Vladimir Putin assinou esta segunda-feira uma declaração em que reconhece como independentes os territórios de Donetsk e Lugansk. Moscovo mostrou-se ainda disponível para enviar os seus militares para a região para ajudar a "manter a paz". A tensão atinge o seu ponto mais alto. O presidente ucraniano garantiu que as fronteiras do país "vão manter-se como estão, apesar das declarações russas" e União Europeia prepara sanções contra a Rússia

Após meses de provocações e do reforço do contingente militar ao longo da fronteira da Ucrânia, a Rússia avançou com uma declaração unilateral de independência das regiões ucranianas de Donetsk e Lugansk. As condenações da comunidade internacional sucederam-se, desde o presidente dos Estados Unidos aos representantes da União Europeia. A presidente da Comissão Europeia, Ursula von der Leyen, escreveu no Twitter que esta é uma "flagrante violação do direito internacional". A União Europeia vai decidir as sanções a impor à Rússia esta terça-feira à tarde, revelou o chefe da diplomacia europeia, Josep Borrell.

Como é que chegámos a este ponto?

A Rússia tem vindo a endurecer o seu controlo militar à volta da Ucrânia desde o ano passado, acumulando dezenas de milhares de tropas, equipamentos e artilharia às portas do país. Nas últimas semanas, o turbilhão de esforços diplomáticos com vista a aliviar as tensões revelou-se inconclusivo.

Uma escalada de bombardeamentos no leste da Ucrânia e a explosão de um veículo na região de Donbas, controlada pelos separatistas, aumentaram os receios de que Moscovo possa estar a incitar a violência como justificação para uma invasão. As mais recentes declarações de Vladimir Putin esclareceram quais seriam os planos de Moscovo.

A escalada no longo conflito entre a Rússia e a Ucrânia desencadeou a maior crise de segurança no continente desde a Guerra Fria, fazendo emergir o fantasma de um confronto perigoso entre as potências ocidentais e Moscovo.

Qual é a situação na fronteira?

Atualmente, mais de 150 000 soldados russos cercam a Ucrânia como uma ferradura em três frentes, de acordo com as estimativas dos serviços secretos dos EUA e da Ucrânia. Estes soldados têm ordens para entrar nas regiões de Donetsk e Lugansk com o argumento de que poderão ajudar na "manutenção da paz" na região.

A NATO aumentou a predisposição da sua força de resposta rápida, ao mesmo tempo que os países membros colocam tropas a postos e enviam batalhões, aviões e navios para a região. Os EUA ordenaram que fossem enviados mais 3000 soldados para a Polónia, elevando o número total de reforços enviados para a Europa nas últimas semanas para cerca de 5000. Os EUA dizem que não têm intenção de enviar tropas para a Ucrânia, que não é membro da NATO.

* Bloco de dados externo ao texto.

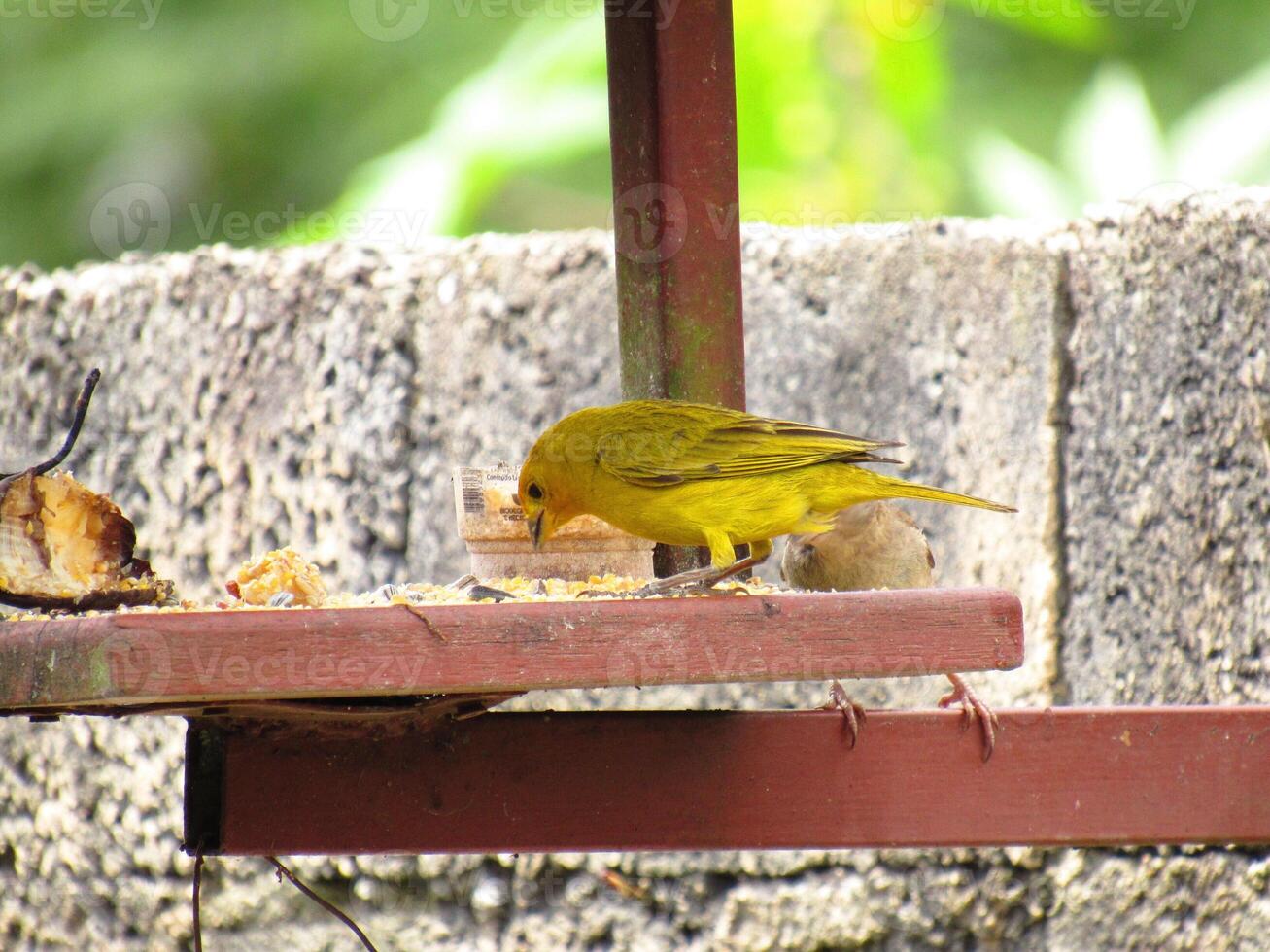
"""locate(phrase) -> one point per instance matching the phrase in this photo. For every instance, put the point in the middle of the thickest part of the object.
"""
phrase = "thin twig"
(319, 901)
(198, 881)
(77, 425)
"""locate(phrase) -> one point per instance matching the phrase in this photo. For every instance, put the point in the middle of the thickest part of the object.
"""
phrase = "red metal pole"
(672, 104)
(672, 100)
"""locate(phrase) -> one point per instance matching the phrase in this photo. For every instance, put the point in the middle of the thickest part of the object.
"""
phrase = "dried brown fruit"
(66, 547)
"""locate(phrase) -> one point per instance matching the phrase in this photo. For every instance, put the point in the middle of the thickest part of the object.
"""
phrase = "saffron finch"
(696, 475)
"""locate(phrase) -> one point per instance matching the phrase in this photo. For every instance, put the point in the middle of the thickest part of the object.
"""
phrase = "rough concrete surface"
(1109, 377)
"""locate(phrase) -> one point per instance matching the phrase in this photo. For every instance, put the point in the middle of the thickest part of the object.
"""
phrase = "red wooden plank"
(731, 781)
(143, 659)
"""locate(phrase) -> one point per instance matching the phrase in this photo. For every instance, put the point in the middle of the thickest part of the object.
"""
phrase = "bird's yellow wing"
(663, 443)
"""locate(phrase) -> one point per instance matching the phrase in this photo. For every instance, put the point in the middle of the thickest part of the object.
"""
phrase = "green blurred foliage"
(491, 115)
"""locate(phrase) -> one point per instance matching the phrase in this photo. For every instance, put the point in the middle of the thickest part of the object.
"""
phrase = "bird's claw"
(973, 708)
(852, 714)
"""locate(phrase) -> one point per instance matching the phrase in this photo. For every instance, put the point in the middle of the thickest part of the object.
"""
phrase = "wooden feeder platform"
(363, 730)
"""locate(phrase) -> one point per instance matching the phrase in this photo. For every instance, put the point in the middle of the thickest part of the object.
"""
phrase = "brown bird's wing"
(667, 443)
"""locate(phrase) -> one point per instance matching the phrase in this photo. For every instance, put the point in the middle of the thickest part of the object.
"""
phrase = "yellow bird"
(696, 475)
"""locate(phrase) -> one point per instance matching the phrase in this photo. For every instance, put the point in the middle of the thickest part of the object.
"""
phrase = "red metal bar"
(211, 657)
(749, 781)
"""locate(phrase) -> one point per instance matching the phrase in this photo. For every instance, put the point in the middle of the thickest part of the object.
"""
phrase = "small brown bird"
(875, 546)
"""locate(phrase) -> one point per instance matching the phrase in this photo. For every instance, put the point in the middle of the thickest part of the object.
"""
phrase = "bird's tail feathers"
(902, 489)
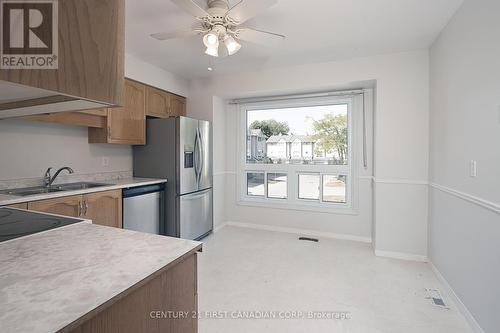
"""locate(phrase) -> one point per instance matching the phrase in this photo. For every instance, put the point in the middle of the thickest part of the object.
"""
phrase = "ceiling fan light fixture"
(211, 40)
(212, 51)
(232, 45)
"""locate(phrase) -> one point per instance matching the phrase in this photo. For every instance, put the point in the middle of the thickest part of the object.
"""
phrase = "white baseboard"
(456, 300)
(220, 226)
(401, 255)
(304, 232)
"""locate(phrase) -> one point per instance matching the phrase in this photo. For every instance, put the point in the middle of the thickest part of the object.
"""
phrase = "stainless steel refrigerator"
(180, 149)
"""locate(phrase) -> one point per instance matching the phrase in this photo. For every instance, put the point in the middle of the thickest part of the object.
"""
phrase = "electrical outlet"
(473, 168)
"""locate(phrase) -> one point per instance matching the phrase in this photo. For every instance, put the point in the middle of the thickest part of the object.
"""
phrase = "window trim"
(293, 170)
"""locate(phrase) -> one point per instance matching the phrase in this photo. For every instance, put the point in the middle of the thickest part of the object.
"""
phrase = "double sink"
(23, 192)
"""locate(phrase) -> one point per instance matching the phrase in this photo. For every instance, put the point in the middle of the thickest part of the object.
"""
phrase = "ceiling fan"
(220, 24)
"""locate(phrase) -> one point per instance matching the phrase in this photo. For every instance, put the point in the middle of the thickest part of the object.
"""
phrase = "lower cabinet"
(103, 208)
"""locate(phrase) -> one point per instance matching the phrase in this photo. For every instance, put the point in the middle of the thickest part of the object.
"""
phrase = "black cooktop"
(16, 223)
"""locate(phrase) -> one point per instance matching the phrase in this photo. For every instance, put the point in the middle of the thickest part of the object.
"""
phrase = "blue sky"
(296, 117)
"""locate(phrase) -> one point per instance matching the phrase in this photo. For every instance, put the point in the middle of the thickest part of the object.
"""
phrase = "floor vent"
(436, 298)
(309, 239)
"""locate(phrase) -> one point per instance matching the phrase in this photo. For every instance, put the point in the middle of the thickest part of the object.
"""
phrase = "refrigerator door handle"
(196, 157)
(196, 196)
(202, 153)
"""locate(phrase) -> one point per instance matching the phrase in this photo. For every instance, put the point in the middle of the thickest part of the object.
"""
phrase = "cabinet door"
(104, 208)
(67, 206)
(127, 125)
(157, 103)
(178, 105)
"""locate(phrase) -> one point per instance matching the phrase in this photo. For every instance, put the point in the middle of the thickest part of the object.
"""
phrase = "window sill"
(275, 204)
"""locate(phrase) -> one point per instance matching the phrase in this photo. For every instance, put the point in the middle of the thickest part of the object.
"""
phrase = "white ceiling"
(316, 30)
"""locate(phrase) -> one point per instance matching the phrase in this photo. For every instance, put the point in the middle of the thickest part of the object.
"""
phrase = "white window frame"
(354, 116)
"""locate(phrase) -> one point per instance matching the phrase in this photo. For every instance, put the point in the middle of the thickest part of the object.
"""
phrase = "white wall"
(465, 125)
(27, 148)
(401, 144)
(144, 72)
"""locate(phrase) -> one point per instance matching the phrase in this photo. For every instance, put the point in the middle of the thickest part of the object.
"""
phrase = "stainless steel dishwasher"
(143, 209)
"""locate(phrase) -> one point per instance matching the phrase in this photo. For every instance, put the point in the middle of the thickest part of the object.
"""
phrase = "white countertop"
(50, 279)
(6, 200)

Mapa: Distribuição de meios da NATO na frente leste

Biden e os líderes europeus avisaram que a Rússia irá sofrer sérias consequências, incluindo sanções, caso Putin avance com uma invasão. Mas isso não impediu a Rússia de continuar a reforçar as suas posições militares. No final de 2021 e no início de 2022, imagens de satélite revelaram novas mobilizações de tropas, tanques, artilharia e outros equipamentos russos a surgirem em vários locais, incluindo junto ao leste da Ucrânia, à Crimeia e à Bielorrússia, onde as forças russas participaram em exercícios conjuntos com o aliado internacional mais próximo de Moscovo.

Apesar de receber financiamento, formação e equipamentos dos EUA e de outros países membros da NATO, os especialistas dizem que a Ucrânia seria significativamente superada pelas forças armadas da Rússia, que têm sido modernizadas sob a liderança de Putin. Se tiver início uma guerra total entre os dois países, o número de mortos civis poderá ser da ordem das dezenas de milhares e o de refugiados superior a 5 milhões, de acordo com algumas estimativas.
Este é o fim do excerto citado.